Friday, Oct. 21, 1966
A Lesson from Detroit
No city suffered more from the Depression-era bank failures than Detroit. Only two banks survived those grim days. The city learned its lesson, and even now its banking community is proud of its reputation as possibly the most cautious and conservative in the nation. It was therefore all the more shocking to Detroiters when last week the Public Bank of Detroit went insolvent in the biggest U.S. bank failure since the 1930s.
Public Bank was set up in 1957 with an eye toward the fast-growing consumer-loan business. In 1965, the bank's stock peaked at $34 a share; at year's end it had $117 million in deposits, ranked 340th among the nation's 14,000 commercial banks. But despite such apparent success, there were signs of shakiness. Its president resigned last December; his successor left a scant two months later. When President James A. McGuire arrived in March, the bank was already in deep trouble.
The Administration's current tight-money policy had no part in those troubles. They began in 1962, when the bank began backing home-repair work, peddled on the installment plan by a number of Detroit building concerns to lowincome, high-risk customers. In all, Public had committed $66 million to such risky loans--a dangerously high amount for a bank of Public's size. Too many of the loans turned sour. McGuire admitted that $1,000,000 alone was lost in defaulted commercial paper bought from four local building outfits; as it happened, Public Bank Director Harry Granader was a part owner of all four companies.
By mid-1966, Public was operating well in the red, and state banking officials began casting around for a merger partner to save what was left. Early last week, a proposed merger with Detroit's solid, $498 million Bank of the Commonwealth unraveled when Public's accountant up and quit over "disagreements" with his bosses. Michigan State Banking Commissioner Charles Slay called it all "the damnedest mess I've ever seen."
The bank's end was quick and clean. Despairing of achieving a successful merger, Slay went into a Wayne County circuit courtroom at 6:45 one evening last week. The judge declared Public insolvent, put it in receivership with the Government's Federal Deposit Insurance Corp. FDIC quickly moved to safe guard Public's depositors by selling Public to Commonwealth, and provided the new owner with a $10 million guarantee against any further bad debts owed to Public. Six hours later, at 12:45 a.m., McGuire was informed of the deal by telephone. At 2 a.m., Commonwealth officers began telephoning their own staffers, with orders to get Public's offices ready to open in the morning.
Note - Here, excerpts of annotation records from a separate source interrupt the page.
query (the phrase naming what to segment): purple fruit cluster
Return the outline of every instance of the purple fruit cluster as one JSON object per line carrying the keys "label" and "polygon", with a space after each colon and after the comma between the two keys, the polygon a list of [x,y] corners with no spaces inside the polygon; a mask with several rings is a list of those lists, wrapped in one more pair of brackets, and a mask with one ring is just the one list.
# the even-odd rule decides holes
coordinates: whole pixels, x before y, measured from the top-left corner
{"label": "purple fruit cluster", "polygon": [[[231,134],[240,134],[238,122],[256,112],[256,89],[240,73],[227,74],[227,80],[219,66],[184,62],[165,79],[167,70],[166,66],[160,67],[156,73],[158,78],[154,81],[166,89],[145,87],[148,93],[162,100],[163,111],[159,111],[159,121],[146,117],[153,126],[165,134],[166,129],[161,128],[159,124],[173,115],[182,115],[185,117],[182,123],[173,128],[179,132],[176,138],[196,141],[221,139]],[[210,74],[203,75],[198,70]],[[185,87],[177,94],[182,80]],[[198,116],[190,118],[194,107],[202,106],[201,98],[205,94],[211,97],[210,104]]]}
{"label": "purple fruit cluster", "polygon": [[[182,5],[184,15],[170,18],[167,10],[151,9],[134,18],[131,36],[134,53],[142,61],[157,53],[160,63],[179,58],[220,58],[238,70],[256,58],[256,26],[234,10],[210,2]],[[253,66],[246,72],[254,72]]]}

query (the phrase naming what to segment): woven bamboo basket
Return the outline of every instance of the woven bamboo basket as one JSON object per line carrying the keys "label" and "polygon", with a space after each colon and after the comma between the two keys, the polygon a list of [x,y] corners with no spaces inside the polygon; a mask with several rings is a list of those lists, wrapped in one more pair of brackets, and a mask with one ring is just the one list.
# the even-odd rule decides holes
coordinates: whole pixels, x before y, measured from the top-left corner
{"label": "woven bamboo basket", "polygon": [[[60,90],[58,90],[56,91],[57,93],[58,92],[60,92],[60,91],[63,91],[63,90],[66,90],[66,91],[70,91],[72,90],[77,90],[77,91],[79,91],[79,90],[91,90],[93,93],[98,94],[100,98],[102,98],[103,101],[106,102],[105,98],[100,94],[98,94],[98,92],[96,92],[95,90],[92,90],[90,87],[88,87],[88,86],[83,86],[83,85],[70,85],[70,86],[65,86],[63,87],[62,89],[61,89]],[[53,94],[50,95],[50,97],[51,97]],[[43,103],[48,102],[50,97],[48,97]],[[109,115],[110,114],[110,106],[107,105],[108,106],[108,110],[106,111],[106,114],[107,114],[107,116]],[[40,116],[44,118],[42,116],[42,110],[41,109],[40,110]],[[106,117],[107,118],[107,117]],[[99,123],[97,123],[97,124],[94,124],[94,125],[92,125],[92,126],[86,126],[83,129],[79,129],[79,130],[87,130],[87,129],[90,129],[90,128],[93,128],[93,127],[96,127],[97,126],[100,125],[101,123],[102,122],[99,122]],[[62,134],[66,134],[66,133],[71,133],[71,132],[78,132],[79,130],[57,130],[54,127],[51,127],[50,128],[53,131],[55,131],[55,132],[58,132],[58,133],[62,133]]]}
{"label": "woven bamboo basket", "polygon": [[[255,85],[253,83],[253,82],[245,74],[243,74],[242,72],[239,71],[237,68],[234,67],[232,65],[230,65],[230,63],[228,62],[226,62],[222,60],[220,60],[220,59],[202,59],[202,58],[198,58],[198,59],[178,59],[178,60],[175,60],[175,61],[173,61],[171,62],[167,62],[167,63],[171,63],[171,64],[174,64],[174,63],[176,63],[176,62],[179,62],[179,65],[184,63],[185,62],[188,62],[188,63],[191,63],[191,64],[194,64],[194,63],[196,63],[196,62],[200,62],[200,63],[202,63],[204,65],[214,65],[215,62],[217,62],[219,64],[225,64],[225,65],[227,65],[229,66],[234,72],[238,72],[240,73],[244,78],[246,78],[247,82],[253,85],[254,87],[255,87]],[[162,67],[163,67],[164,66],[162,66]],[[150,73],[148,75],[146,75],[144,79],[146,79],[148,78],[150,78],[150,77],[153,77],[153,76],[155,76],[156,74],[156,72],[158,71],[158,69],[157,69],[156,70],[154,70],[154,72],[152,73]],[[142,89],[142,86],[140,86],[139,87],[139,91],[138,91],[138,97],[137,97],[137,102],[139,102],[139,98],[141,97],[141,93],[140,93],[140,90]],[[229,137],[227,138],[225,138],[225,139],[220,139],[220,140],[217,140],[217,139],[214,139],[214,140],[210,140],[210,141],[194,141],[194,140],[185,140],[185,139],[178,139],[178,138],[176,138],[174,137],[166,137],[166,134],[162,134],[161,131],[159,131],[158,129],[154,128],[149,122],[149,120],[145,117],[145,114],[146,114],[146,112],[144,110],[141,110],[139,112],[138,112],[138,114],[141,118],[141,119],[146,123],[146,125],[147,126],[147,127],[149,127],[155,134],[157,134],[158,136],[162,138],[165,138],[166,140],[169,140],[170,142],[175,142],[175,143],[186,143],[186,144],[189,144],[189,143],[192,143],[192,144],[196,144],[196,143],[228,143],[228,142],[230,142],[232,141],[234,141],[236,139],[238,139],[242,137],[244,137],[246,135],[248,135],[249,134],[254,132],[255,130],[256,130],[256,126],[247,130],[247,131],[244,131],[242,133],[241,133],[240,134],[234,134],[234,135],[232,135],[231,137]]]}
At 10 a.m., Public's eleven banking offices opened for business as usual.
What could be salvaged for Public's 3,000 stockholders, whose shares had dwindled in value to about $1 last week, would not be sorted out for months. For his part, Commonwealth President George W. Miller, 41, whose bank was one of the two Depression survivors, declared only a "Boy Scout's" interest in the debacle. "We didn't want to see Public go down the drain," he said. "It isn't good for banking."